Société

Atelier sur la rétention des enseignants : l’ISP Bukavu ouvre la réflexion

Identifier et prioriser les leviers d’action pour améliorer la rétention des enseignants dans les contextes de crise et de déplacement prolongé, tel est l’un des objectifs d’un atelier de trois jours organisé par la direction générale de l’Institut Supérieur Pédagogique (ISP) de Bukavu.

Le modérateur du jour et chef du projet Les facteurs déterminants du bien-être et de la rétention des enseignants dans des contextes de violence prolongée et de déplacement , le professeur Namashunju Samuel, a précisé que ces assises visent également à analyser les défis structurels, professionnels et psychosociaux auxquels font face les enseignants du Sud-Kivu, principalement ceux de l’école primaire, et à cartographier les facteurs de départ et de maintien dans la profession.

Les échanges ont montré plusieurs obstacles déjà relevés par des études. Il s’agit notamment des faibles salaires et de leur irrégularité, de l’insécurité persistante, des classes surpeuplées, des infrastructures scolaires médiocres et du manque de reconnaissance institutionnelle.
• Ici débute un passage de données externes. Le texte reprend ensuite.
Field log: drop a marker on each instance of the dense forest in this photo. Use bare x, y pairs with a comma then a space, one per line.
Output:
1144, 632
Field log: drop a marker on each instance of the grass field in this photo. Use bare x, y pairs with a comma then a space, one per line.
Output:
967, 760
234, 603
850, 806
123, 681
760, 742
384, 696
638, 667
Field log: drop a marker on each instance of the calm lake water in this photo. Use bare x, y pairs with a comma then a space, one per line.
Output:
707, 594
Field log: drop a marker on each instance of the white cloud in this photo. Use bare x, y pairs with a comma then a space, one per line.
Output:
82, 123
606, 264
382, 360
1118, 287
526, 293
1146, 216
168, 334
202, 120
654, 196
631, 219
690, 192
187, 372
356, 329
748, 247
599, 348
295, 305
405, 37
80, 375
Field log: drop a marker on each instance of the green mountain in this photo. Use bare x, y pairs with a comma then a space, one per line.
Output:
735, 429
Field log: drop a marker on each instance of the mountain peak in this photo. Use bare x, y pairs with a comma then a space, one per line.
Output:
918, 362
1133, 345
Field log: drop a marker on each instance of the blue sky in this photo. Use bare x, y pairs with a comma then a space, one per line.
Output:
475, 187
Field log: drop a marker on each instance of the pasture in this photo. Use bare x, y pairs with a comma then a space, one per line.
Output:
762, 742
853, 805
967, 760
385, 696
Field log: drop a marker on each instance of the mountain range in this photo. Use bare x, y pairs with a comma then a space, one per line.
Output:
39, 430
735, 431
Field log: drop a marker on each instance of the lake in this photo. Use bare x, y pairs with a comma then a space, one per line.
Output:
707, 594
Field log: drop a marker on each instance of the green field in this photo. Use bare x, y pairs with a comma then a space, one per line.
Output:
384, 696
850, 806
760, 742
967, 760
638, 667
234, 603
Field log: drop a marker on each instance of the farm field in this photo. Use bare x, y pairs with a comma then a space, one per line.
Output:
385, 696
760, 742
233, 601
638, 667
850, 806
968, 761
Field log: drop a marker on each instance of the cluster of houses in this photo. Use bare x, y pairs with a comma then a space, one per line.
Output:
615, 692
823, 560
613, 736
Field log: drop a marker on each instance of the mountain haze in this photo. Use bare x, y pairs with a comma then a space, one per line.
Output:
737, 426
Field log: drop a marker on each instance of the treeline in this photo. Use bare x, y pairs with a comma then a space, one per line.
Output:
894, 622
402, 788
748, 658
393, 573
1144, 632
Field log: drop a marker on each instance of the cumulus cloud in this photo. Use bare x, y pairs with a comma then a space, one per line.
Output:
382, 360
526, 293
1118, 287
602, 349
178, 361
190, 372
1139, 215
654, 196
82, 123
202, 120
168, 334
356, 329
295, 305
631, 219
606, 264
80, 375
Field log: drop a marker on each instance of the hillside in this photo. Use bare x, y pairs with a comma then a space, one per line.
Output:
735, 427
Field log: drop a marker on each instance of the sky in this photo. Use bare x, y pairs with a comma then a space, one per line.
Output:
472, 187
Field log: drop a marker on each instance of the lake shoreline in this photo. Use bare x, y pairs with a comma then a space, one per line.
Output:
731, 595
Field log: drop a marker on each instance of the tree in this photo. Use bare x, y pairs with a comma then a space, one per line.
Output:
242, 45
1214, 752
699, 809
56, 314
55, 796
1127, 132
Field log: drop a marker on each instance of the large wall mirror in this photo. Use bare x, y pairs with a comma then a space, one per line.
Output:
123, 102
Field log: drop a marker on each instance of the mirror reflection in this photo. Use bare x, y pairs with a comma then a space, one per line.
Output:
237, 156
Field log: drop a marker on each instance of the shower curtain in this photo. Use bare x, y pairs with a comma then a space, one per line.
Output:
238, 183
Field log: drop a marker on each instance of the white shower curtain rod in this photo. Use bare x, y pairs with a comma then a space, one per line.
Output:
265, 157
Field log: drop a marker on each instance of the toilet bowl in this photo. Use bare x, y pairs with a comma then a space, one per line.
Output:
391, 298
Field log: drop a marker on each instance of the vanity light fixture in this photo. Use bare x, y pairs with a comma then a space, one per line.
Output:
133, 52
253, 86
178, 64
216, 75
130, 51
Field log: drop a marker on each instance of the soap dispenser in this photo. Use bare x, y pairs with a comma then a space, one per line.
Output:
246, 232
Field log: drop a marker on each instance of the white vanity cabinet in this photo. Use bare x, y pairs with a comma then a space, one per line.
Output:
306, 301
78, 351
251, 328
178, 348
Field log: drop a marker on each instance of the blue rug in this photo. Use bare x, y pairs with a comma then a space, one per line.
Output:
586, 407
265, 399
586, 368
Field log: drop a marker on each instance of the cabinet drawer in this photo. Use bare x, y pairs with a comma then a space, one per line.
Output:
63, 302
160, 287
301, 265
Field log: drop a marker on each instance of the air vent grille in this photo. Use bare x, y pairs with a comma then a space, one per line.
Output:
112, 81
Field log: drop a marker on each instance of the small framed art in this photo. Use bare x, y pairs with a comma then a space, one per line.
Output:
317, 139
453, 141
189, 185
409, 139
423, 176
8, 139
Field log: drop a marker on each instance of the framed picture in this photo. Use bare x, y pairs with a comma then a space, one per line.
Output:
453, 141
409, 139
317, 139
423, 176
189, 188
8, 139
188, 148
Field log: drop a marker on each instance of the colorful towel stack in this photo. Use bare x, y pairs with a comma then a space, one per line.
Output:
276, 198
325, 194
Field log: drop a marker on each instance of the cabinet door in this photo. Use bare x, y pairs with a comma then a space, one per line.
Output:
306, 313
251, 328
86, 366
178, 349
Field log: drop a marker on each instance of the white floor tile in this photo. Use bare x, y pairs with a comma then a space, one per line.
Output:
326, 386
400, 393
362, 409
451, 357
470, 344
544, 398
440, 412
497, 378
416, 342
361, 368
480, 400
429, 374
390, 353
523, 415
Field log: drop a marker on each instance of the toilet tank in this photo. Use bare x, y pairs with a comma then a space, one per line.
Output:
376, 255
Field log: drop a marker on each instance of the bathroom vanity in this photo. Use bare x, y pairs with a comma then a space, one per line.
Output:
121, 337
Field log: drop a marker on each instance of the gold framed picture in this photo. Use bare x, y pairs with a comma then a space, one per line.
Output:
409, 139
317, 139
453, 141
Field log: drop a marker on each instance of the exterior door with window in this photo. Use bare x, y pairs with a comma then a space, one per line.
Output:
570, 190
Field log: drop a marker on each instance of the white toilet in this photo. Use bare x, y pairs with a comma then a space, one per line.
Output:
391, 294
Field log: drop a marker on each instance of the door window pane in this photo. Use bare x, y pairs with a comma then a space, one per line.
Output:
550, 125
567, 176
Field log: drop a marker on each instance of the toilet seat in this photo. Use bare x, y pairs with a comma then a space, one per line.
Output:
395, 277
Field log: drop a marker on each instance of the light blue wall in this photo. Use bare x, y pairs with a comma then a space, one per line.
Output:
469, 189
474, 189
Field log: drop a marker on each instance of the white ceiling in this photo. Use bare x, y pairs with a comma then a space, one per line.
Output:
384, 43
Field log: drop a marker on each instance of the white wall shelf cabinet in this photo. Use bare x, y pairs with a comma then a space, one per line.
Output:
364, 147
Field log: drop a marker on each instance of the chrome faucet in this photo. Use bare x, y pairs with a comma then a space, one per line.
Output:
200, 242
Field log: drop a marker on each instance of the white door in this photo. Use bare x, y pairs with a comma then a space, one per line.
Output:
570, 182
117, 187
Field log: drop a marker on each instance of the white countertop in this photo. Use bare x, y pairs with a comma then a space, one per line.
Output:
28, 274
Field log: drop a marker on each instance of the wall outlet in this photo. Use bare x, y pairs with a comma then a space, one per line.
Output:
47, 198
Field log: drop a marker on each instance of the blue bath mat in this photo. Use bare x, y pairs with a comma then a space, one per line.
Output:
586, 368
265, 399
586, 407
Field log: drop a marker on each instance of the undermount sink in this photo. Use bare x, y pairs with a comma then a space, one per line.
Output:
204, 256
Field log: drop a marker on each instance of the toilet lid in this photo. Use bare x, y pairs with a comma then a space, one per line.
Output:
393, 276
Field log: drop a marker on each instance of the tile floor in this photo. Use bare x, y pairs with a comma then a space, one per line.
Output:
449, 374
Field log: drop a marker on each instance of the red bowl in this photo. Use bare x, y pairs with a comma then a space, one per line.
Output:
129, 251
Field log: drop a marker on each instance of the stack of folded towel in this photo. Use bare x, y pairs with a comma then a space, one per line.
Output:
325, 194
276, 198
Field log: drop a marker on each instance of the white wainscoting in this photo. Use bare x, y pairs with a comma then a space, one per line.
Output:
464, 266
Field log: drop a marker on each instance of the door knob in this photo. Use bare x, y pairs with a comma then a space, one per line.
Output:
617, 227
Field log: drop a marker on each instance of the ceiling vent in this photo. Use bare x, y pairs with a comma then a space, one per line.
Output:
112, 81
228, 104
À cela s’ajoute un niveau élevé de stress psychosocial, lié aux traumatismes, à la surcharge des classes et au sentiment de marginalisation professionnelle.

C’est dans ce contexte que l’ISP Bukavu, en partenariat avec l’Institute of Development Studies (IDS) et son unité de recherche Observatoire Congolais du Plurilinguisme pour l’éducation et le développement, a lancé un projet intitulé « Les facteurs déterminants du bien-être et de la rétention des enseignants dans des contextes de violence prolongée et de déplacement.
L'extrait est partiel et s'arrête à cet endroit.